In the years post Covid all workplaces have had to adapt and I’m sure that there are guidelines in place in these public sector organisations already without the need for intervention from Nicola and Christopher.
Funny isn’t it? In every other situation. From the police to health. National Party ministers are all to quick to invoke the mantra that it’s an operational issue and not up to them.
They’re always ready to distance themselves from bad news yet they feel the need to demonstrate that they add value. Beyond simply trimming staff numbers and threatening those who speak out with the sack.
So we get pointless initiatives like banning phones in schools, when schools already had rules in place, or telling the public sector to manage working from home - despite offering no evidence that there is any issue.

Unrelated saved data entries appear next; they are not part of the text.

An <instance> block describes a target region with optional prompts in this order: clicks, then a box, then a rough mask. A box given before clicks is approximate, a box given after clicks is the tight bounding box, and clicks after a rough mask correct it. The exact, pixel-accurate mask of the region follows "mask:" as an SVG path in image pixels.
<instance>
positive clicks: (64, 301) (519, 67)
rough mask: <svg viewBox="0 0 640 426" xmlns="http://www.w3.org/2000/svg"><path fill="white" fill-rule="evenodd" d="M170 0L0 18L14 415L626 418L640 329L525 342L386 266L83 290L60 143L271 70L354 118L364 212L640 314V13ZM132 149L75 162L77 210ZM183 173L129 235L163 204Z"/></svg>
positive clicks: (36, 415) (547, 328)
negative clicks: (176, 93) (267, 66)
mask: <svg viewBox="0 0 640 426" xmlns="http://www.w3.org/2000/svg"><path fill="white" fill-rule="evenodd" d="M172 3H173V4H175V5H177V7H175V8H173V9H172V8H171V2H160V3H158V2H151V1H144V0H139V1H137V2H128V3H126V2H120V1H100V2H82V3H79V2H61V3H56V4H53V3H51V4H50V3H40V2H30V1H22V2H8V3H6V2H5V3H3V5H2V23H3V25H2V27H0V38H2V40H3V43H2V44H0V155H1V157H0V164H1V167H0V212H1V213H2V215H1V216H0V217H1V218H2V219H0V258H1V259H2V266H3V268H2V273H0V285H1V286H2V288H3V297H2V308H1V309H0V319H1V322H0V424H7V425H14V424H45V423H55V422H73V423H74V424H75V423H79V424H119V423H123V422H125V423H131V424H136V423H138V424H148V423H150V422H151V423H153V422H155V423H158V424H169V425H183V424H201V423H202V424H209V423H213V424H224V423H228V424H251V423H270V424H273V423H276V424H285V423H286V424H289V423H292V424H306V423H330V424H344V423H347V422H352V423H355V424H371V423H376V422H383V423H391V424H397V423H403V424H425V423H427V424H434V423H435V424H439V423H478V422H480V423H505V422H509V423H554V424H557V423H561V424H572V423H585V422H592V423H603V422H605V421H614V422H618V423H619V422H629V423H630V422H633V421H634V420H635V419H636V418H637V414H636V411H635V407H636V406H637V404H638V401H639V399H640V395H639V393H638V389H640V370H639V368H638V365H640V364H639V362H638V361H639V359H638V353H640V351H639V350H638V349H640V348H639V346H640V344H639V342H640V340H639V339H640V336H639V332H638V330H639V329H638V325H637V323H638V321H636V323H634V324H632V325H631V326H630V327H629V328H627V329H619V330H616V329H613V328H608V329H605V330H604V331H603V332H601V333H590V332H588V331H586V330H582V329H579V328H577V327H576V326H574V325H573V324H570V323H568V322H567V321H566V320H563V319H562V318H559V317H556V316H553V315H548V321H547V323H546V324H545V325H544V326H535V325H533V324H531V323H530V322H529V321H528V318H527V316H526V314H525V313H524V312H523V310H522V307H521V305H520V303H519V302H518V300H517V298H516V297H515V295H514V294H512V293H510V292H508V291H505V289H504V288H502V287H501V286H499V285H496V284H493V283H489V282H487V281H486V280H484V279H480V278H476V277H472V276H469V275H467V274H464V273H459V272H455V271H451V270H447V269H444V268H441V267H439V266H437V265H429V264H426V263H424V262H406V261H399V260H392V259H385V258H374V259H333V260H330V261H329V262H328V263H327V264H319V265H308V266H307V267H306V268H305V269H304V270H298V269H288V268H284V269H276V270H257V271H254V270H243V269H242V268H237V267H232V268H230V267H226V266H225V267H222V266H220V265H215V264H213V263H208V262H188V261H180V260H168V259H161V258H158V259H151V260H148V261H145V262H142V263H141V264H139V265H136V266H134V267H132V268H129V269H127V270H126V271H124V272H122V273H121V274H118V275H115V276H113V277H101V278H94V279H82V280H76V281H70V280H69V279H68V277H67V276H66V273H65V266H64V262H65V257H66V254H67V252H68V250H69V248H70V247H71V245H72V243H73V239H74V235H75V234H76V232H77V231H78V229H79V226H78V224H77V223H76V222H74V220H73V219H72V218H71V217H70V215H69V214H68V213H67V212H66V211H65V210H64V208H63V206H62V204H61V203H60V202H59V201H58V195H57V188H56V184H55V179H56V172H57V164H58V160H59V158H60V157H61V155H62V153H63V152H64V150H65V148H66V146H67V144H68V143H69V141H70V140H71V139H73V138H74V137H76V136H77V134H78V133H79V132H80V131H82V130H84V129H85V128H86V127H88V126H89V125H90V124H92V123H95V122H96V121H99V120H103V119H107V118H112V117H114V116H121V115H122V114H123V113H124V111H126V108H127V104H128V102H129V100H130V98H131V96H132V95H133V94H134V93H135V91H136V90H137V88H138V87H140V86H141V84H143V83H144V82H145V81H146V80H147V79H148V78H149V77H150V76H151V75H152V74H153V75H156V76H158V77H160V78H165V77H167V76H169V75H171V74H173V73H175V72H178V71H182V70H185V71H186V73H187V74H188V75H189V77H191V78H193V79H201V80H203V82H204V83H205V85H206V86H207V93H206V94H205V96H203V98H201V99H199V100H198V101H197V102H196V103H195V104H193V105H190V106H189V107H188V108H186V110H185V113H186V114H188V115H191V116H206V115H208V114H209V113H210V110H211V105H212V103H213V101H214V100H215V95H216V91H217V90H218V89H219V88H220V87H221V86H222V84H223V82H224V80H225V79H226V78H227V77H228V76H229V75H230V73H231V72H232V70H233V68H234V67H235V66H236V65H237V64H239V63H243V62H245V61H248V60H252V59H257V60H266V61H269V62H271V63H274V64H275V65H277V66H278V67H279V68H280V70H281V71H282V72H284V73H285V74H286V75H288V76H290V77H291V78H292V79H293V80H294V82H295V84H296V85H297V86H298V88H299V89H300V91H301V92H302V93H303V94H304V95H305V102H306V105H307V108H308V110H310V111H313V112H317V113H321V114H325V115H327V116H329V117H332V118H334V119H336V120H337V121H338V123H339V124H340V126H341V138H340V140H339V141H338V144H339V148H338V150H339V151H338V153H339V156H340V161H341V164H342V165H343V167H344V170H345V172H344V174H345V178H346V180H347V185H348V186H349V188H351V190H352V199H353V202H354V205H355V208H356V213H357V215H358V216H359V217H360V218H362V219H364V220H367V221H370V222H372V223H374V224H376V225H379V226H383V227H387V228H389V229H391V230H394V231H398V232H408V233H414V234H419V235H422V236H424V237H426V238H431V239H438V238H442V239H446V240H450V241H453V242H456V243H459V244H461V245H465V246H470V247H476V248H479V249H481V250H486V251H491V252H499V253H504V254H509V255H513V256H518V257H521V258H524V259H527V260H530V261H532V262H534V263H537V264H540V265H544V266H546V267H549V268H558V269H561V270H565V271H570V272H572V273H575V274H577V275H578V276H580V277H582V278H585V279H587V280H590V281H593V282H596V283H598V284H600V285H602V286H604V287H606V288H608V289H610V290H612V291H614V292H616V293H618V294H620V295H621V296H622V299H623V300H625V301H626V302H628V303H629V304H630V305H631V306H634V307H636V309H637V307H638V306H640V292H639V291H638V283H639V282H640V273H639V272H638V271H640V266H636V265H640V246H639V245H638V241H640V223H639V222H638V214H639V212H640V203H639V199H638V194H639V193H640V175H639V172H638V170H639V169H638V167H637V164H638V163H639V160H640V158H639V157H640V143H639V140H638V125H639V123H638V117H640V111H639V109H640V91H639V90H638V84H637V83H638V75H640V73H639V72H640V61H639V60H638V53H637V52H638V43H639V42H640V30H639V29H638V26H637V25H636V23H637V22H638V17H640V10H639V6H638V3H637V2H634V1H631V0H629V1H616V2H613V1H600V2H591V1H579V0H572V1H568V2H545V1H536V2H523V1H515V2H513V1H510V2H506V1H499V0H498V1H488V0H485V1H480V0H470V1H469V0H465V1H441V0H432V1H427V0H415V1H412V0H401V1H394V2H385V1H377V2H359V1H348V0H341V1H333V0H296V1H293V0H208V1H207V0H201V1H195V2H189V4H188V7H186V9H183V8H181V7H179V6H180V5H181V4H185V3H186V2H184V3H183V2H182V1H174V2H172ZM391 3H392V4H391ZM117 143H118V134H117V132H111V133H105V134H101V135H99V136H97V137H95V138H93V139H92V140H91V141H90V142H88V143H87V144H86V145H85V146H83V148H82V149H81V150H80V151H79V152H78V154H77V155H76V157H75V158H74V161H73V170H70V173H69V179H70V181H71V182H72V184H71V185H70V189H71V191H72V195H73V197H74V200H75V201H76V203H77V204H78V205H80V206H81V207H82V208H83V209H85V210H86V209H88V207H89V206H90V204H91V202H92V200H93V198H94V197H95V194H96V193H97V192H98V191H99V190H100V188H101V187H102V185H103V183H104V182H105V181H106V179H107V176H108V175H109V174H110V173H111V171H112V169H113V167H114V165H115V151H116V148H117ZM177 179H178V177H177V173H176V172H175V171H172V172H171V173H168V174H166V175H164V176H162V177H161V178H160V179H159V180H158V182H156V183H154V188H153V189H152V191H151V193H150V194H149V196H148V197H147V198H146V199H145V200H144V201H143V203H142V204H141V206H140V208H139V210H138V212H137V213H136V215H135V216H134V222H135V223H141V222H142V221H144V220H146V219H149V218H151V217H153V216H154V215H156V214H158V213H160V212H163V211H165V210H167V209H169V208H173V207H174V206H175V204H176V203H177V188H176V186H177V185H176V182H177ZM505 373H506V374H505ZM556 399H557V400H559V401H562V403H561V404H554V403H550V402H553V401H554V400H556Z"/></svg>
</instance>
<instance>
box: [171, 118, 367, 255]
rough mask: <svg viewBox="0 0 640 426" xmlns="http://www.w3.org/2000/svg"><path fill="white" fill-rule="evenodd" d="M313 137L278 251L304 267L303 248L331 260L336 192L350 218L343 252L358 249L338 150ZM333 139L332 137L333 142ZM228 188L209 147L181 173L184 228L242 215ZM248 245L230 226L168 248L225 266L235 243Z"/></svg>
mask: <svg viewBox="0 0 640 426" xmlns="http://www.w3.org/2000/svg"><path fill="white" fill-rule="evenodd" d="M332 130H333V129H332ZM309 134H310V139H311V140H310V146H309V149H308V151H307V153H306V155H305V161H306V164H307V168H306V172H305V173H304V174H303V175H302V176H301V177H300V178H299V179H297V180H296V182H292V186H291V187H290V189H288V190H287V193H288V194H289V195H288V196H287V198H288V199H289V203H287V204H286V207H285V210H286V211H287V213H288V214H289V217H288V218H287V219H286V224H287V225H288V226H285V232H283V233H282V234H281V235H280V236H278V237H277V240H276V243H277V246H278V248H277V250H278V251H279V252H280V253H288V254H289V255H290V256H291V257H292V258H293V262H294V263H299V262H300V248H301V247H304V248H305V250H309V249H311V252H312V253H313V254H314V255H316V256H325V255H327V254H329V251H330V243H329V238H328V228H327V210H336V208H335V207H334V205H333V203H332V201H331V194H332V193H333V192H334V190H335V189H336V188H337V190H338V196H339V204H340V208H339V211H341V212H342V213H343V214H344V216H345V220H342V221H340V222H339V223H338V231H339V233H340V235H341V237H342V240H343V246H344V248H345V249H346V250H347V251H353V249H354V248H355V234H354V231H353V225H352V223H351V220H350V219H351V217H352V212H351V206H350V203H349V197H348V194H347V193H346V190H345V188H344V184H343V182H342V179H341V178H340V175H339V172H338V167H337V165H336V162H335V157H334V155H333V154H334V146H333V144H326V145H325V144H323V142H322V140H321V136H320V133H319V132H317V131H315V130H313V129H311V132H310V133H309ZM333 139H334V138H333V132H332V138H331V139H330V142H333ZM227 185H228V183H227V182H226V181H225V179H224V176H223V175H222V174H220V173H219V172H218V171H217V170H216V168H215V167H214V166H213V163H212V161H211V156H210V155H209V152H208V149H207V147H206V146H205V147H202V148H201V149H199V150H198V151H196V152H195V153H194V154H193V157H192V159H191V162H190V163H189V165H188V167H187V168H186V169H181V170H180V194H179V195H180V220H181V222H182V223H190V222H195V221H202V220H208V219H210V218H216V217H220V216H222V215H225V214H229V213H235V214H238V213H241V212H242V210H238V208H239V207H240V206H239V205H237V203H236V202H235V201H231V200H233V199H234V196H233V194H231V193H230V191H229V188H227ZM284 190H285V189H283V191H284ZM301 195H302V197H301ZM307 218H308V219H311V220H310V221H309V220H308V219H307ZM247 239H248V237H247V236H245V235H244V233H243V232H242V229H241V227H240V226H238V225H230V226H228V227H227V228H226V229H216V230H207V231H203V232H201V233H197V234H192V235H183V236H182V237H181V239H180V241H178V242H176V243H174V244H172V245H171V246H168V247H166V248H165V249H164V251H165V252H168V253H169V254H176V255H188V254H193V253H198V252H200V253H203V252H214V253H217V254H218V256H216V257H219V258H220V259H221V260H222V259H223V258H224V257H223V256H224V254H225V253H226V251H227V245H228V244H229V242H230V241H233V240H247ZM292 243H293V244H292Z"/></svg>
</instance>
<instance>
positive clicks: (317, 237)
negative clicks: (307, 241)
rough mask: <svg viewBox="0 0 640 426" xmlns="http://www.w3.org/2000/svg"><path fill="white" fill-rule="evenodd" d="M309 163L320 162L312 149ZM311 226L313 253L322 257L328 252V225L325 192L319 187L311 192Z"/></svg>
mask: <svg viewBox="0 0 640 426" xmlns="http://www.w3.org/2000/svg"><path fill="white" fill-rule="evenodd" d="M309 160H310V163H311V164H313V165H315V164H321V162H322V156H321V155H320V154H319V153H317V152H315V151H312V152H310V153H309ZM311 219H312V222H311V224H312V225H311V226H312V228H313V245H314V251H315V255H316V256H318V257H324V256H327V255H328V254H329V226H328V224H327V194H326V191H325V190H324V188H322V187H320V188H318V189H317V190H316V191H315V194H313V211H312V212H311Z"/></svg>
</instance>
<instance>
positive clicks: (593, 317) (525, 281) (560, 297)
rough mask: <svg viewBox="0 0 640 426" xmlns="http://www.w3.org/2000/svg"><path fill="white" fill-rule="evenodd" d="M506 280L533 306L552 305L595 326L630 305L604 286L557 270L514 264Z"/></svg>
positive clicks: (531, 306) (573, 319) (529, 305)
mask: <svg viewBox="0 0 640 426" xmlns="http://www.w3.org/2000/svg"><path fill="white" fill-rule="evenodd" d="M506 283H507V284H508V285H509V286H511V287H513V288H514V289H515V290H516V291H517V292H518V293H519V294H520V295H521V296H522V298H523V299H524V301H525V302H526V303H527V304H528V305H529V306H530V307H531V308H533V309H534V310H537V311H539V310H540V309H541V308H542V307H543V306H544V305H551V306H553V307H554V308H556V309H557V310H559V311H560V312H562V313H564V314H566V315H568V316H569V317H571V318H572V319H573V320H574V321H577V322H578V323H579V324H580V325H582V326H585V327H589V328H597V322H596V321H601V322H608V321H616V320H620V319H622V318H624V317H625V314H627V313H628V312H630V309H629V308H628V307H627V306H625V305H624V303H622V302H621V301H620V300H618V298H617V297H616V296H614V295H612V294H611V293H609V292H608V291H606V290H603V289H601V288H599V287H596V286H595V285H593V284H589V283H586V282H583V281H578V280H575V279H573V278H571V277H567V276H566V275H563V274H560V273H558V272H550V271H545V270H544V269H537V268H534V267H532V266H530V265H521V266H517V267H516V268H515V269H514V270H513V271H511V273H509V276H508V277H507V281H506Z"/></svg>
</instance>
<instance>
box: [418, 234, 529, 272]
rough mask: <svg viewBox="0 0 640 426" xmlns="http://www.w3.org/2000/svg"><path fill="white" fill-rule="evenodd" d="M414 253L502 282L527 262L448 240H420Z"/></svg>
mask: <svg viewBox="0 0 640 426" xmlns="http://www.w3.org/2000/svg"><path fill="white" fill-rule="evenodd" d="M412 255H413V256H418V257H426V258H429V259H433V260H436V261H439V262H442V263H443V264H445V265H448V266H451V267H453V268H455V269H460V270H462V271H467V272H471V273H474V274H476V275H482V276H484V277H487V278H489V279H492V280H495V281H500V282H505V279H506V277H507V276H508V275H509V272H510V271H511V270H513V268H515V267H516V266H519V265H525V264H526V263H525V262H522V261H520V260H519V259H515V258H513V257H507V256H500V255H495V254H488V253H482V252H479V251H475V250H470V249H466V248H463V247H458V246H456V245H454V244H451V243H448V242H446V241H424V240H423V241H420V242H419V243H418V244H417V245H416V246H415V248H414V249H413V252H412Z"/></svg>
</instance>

This idea that after Nicola and Christopher have so badly damaged the economy, particularly in central Wellington, that it is up to the remaining Public Servants to not only pick up all the extra work of their former colleagues, but to buy enough coffee to keep the CBD going as well - is insulting and idiotic.
So, just another day from the helpful folks at your coalition. As usual if this newsletter reaches 100 likes today I’ll open it up to others. Have a great day all you lovely people - not you Nicola Willis.
If you grew up in the 80s chances are you know that Songs from the Big Chair by Tears for Fears was an incredible album. Here is Working Hour, if you don’t know it I really encourage you to give it a go.
I really can't work out if Luxon, Willis , right-wing talkingheads, et al are seriously thick, have no clue about getting the most out of a workfore, or simply don't care about the peasants if coffers can be topped up in the short term. (Suspicions fall on the latter). This seems to be a rather obscene bit of smoke&mirrors to distract us from something else coming up? They could have simplified it all with an announcement "Floggings will continue until morale improves".
There are lots of very angry public servants today. (I live with one!) Don't expect much productivity. They'll be at the water cooler exchanging info on jobs in Aus. ...WFH some days makes much better sense. I remember sticking a sign on the back of my chair: "My office door is closed". That was before WFH. Did it work? No chance. ...Collaboration doesn't require constant presence. Productivity does require secluded time to think and, well, produce. Isn't that what this lot of Nat twats want?